God is a hypothesis, not a theory. And given the rather unscientific nature of a deity, calling God a hypothesis is being pretty generous

Posted

And aren't God and creationism just theories too? :eek:

the term "Just a theory" is part of the problem (in regards to science-misconcpetions). A theory isn't just a smart guess, it has to be supported by lots of testing. Theories are strong, scientific platforms.
Posted
No, he is talking about evolution because evolution "supposedly" takes such a long time. i have a question...2nd law of thermodynamics states that everything (EVERYTHING!) moves from order to chaos. so umm.. how exactly can u have chaotic elements and organisms doing the opposite? either prove 2nd law of thermodynamics wrong, or identify evolution as a very much riddled-with-holes theory.

 

That's interesting. Physics also has a second law of thermodynamics, that bears a faint resemblance to what you said. Where did you get your version?

Posted

I do not think it was a waste of time to debunk this "garbage." You must remember many people who frequent this site are not geniuses and need these kind of things to be debunked so they are not fooled by this kind of rubbish.
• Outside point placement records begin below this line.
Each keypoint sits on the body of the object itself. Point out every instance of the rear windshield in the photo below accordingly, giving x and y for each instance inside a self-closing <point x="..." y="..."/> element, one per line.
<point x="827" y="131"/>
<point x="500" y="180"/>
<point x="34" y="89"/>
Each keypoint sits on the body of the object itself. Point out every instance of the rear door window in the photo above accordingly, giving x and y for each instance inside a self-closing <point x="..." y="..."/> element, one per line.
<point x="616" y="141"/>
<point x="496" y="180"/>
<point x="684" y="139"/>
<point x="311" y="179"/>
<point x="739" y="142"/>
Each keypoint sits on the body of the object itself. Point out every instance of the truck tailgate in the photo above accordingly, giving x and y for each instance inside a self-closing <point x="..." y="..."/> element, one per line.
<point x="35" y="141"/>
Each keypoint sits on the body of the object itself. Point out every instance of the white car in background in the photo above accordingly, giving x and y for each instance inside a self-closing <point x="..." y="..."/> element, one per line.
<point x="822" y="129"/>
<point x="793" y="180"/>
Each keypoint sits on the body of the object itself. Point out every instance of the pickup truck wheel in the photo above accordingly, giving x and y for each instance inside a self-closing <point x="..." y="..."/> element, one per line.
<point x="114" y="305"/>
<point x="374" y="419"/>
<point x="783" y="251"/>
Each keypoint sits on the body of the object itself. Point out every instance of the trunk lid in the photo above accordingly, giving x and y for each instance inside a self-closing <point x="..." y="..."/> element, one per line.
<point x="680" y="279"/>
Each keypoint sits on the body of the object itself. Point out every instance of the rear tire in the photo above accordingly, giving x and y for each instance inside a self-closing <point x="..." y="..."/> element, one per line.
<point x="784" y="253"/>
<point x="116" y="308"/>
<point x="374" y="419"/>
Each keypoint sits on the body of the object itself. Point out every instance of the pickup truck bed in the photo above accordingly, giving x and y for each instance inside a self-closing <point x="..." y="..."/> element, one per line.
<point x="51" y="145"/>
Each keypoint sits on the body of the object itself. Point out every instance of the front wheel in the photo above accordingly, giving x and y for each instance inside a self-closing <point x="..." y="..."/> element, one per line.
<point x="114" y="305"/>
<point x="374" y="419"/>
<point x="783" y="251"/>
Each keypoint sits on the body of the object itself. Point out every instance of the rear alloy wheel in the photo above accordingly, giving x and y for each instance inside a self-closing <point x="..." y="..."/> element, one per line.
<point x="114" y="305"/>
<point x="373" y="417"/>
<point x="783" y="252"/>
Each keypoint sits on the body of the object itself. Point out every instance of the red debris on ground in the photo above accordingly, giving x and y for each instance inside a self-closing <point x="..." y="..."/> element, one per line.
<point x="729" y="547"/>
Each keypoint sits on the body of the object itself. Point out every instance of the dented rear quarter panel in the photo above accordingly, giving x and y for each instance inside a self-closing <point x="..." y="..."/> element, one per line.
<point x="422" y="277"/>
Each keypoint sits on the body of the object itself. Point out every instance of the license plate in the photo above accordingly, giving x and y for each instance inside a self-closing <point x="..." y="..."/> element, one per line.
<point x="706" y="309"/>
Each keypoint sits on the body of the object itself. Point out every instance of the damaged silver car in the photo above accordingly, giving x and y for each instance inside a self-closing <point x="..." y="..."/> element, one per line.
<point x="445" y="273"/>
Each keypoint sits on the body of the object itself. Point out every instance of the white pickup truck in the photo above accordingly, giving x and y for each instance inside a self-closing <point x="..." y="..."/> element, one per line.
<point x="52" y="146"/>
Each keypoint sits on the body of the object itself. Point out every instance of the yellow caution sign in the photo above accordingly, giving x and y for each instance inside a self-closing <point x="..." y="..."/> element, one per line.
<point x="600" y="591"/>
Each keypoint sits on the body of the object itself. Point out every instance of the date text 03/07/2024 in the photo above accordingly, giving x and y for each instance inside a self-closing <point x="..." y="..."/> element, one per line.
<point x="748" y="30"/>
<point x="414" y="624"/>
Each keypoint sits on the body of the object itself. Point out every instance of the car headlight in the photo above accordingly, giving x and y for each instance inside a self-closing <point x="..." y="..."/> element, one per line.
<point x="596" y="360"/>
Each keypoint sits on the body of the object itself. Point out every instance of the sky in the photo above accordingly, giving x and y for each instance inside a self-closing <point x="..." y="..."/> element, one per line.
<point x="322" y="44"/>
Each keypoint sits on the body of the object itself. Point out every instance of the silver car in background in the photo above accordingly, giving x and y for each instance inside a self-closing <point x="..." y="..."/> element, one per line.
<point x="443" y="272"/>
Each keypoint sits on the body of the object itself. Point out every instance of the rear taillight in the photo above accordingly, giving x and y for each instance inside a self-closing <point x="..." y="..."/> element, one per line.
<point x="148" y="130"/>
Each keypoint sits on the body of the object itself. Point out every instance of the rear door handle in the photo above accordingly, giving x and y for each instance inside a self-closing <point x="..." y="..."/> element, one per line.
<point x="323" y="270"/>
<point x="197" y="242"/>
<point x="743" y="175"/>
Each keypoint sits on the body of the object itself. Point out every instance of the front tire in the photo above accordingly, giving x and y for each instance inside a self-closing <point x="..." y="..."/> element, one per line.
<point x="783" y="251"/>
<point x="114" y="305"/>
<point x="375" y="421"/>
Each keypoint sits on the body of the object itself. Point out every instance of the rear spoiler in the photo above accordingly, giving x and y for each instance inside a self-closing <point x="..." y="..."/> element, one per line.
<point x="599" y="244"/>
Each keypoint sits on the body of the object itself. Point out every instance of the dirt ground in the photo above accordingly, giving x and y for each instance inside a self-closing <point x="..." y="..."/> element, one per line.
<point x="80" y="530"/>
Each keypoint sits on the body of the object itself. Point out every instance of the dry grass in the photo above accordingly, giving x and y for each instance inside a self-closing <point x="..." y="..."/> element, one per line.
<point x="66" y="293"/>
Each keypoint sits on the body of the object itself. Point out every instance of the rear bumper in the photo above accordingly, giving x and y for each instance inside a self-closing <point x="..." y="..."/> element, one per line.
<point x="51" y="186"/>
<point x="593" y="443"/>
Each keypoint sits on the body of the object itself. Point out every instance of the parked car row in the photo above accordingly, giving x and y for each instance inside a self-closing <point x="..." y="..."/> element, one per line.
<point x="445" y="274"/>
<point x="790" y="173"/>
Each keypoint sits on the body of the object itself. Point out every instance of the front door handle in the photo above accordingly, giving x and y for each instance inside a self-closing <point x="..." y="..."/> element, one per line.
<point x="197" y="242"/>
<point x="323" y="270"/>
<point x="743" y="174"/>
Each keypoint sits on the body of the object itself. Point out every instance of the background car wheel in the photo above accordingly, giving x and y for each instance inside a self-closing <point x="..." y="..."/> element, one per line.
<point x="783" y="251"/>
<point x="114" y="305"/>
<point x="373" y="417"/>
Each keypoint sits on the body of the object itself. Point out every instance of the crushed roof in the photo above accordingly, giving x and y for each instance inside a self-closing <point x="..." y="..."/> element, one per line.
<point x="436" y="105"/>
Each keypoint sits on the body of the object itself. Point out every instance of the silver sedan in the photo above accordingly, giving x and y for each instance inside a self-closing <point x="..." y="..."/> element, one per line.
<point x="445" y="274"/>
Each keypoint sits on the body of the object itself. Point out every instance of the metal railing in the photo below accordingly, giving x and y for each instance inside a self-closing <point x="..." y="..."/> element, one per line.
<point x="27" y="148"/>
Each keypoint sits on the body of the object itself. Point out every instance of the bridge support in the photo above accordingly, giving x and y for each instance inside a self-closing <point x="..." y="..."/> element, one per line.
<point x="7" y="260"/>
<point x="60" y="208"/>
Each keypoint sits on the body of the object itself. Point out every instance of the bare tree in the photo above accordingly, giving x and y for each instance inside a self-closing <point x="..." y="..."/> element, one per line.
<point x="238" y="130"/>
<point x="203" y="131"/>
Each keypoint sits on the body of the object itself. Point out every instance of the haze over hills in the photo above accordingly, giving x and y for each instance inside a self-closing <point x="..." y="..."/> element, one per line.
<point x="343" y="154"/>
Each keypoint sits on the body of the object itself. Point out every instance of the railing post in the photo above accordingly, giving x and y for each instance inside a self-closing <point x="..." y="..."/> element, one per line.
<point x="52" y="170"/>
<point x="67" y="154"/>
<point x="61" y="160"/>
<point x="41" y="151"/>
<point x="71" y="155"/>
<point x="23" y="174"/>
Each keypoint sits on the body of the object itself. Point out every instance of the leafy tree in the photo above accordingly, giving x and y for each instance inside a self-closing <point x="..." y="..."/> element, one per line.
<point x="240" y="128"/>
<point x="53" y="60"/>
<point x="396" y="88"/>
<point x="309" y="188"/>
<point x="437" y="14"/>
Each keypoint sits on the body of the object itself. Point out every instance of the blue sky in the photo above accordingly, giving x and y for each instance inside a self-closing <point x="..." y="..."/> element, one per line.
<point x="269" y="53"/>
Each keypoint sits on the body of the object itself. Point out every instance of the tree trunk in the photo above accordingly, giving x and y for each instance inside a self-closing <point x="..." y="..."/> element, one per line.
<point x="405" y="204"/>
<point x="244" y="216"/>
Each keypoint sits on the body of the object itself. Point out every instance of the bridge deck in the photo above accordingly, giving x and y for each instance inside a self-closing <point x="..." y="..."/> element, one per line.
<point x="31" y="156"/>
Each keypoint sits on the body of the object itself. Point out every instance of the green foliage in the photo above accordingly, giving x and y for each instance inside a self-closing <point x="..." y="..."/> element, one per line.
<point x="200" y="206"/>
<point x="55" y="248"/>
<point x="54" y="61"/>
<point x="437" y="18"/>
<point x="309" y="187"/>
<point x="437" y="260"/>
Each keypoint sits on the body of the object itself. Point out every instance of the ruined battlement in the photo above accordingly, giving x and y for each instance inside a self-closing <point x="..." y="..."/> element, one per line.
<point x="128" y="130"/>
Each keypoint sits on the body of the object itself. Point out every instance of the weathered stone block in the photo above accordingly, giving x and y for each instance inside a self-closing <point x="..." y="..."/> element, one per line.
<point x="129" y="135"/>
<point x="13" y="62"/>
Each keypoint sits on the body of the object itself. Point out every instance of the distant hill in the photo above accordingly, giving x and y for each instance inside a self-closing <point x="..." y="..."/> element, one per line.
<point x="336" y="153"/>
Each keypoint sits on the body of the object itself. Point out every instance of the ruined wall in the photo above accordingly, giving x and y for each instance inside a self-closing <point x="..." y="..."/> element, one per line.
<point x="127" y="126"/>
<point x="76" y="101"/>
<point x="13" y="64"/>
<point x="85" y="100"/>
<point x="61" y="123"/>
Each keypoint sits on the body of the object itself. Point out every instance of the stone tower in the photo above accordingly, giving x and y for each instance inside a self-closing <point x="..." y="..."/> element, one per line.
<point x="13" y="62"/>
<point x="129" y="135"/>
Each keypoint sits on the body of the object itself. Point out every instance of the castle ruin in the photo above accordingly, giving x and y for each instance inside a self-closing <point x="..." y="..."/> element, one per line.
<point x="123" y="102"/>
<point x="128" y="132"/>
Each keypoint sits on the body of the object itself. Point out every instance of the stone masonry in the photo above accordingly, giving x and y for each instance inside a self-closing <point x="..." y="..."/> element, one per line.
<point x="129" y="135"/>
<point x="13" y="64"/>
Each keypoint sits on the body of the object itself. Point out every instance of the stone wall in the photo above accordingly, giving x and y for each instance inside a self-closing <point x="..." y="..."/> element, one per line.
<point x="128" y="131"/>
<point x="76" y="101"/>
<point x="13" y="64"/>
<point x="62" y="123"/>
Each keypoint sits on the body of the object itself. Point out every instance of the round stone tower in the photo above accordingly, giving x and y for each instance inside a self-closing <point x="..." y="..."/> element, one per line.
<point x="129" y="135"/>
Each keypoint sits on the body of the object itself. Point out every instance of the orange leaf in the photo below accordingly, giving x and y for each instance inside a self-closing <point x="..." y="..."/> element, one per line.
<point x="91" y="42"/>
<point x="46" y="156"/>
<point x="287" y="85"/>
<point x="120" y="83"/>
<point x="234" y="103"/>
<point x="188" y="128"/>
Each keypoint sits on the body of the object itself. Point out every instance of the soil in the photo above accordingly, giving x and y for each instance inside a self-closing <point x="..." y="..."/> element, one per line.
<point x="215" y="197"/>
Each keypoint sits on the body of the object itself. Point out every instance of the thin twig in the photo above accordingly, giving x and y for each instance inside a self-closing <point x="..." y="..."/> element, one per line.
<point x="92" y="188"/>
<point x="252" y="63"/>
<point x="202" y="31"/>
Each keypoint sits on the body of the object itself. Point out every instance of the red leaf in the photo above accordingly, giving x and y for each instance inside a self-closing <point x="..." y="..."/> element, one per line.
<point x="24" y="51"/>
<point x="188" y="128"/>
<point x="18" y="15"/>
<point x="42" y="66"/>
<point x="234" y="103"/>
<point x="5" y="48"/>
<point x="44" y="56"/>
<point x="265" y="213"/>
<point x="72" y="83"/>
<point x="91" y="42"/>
If you all want to see a planet free from ignorance we need to remember that humans have many levels on intelligence and that we need to cater to every ones level of absorption. Thank you guys and gals for debunking those points. I have never heard of them before and as I read them I was actually going hmmmm...

Posted
Use the search function. Just about every creationist argument has been refuted by us. Also, there are a lot of good sites that refute them too.
But the individuals who are not trained in the scientific method may accept the creationist arguments. Pêön de has done a service by debunking here and now where it can be read by people reading this thread. People who are not going to search the rest of the forums, who are not going to look at TalkOrigins. I raise my glass to Pêön de.
Posted
But the individuals who are not trained in the scientific method may accept the creationist arguments. Pêön de has done a service by debunking here and now where it can be read by people reading this[/u'] thread. People who are not going to search the rest of the forums, who are not going to look at TalkOrigins. I raise my glass to Pêön de.

 

 

Meh :eek:

  • 3 weeks later...
Posted

I am one of those "individuals who are not trained in the scientific method" so I am going to need some help on this. So those of you who are "trained in the scientific method" first define what the scientific method is and then use the scientific method to prove evolution and disprove creation or vise versa.